For most of my life, I heard my birth flower was the chrysanthemum because some charts say that is the flower of November. I mean, it is pretty, formal, a little cold, mostly associated with funerals or arranged bouquets, also cheap and plentiful, right? My feelings about them were complicated—especially given that “mum” was both a pretty flower and the name of someone who caused some of my earliest and deepest wounds. Strange, right? That something so fragile and decorative could be wrapped in such dark echoes for me.
But then I started thinking about dandelions again.
I love dandelions so much—they're strong, savage, beautiful, unkillable little pots of resilience that carry their wishes long after their bloom is gone.
Dandelions aren’t beloved. They’re cursed, yanked from lawns, called weeds. But what people miss is that they are glorious little warriors. They survive the frost, the mower, the poison. They split through concrete to find the light. They refuse to die politely. And when they bloom out, wild and yellow and full of childlike joy—they give you wishes. Even after they’re no longer “beautiful,” they’re still carrying hope on the wind.

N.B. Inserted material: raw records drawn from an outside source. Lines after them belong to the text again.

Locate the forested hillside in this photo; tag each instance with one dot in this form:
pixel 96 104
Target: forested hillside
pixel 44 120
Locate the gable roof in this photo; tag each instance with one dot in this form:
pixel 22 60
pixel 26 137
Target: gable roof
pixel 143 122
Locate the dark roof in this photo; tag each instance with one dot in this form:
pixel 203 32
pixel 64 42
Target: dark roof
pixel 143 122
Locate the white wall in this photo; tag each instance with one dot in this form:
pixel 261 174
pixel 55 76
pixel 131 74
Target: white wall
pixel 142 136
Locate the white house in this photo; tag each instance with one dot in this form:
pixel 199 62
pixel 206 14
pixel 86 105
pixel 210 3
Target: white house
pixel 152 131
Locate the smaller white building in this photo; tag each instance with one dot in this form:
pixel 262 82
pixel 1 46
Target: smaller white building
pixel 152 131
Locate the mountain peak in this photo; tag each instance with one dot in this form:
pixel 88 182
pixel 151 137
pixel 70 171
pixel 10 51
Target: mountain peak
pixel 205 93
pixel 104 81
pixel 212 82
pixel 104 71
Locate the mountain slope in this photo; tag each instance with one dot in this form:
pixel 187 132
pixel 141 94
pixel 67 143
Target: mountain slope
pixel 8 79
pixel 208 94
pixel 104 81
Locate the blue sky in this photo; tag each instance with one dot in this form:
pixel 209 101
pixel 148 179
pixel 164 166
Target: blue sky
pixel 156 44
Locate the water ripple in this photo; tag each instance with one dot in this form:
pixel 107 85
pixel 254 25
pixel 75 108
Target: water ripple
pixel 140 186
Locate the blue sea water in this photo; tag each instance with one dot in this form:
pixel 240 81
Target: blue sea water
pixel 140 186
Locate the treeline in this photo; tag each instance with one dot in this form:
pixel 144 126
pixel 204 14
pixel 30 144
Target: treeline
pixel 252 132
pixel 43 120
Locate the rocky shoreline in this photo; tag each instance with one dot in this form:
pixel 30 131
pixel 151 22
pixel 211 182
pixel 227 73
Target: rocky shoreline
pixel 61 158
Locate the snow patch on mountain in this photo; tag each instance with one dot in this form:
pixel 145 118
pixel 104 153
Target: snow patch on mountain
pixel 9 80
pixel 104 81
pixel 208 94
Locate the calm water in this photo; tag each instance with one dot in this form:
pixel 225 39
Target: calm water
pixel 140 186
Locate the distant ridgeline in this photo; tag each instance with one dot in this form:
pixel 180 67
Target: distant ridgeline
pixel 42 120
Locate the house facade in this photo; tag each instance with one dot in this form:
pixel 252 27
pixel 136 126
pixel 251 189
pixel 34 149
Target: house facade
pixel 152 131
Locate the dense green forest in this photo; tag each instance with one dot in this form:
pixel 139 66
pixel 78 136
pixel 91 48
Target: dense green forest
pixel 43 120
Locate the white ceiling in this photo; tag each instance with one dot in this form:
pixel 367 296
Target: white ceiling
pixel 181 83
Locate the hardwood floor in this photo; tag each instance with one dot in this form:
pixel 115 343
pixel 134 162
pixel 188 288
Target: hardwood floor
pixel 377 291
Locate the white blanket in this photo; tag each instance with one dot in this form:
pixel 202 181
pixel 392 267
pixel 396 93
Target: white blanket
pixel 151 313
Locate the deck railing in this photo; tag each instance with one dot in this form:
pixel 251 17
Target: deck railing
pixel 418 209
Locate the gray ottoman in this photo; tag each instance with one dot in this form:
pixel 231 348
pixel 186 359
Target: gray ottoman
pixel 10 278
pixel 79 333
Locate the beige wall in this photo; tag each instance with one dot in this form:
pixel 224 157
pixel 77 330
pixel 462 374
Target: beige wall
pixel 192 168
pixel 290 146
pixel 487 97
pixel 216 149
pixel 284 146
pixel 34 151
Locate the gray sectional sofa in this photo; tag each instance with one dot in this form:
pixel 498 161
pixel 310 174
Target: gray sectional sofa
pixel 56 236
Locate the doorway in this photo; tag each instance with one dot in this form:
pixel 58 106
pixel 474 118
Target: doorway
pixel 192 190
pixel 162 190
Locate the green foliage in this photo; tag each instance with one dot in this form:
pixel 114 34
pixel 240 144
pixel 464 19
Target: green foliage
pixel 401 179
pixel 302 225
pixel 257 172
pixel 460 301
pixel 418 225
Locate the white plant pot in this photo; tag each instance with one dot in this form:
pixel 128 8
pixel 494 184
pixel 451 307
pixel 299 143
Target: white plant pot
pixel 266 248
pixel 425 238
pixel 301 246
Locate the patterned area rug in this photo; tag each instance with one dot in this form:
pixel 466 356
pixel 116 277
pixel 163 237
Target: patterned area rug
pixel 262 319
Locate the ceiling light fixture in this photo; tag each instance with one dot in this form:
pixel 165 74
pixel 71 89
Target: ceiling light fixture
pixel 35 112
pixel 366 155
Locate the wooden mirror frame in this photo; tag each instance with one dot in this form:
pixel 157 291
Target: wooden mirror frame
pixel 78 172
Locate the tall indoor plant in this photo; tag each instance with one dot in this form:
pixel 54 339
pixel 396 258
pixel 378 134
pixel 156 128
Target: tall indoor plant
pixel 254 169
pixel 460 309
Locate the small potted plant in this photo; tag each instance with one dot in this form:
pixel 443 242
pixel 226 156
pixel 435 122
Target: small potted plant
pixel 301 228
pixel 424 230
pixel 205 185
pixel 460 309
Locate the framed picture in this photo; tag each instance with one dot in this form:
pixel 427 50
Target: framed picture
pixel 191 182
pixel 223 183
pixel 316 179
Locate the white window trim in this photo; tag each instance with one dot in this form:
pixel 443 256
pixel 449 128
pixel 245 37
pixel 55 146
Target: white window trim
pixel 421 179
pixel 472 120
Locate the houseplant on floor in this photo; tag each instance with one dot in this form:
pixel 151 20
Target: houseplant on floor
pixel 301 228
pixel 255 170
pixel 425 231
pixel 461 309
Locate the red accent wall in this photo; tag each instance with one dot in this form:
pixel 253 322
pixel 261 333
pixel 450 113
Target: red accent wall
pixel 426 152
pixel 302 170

And I realized: I’m not a chrysanthemum. I never was.
I’m a dandelion.
I’ve survived places I wasn’t supposed to grow. I’ve endured being cut down and still found ways to bloom again. I’ve carried wishes in my scars and light in my shadow.
I used to think carnations were my favorite. I still adore them—ragged, underrated beauties with layered softness and fierce longevity. They last in vases longer than any rose. They’re the quiet romantics, standing tall when the spotlight has faded. And maybe that was me for a time—enduring, gentle, holding myself together petal by petal.
But the dandelion… that’s who I am now.
Strong. Savage. Unkillable. Carrying my magic on the wind.
I even had a spell written today—a flower-spell. A love letter to my resilience. A poem I’m going to hold onto forever.
And so I’ve decided: November can keep its chrysanthemums. I’m declaring it the month of the dandelion. Of surviving things people thought would kill me. Of reclaiming everything beautiful I was taught to see as shameful.
And maybe—if you’re reading this—you’ve got a bit of dandelion in you too.
So here’s to the weeds. The wild ones. The ragged survivors. The bloom-worn and bright-eyed. Here’s to those of us who carry our wishes long after the bloom is gone.
We were never meant to be delicate—we were born to crack the pavement.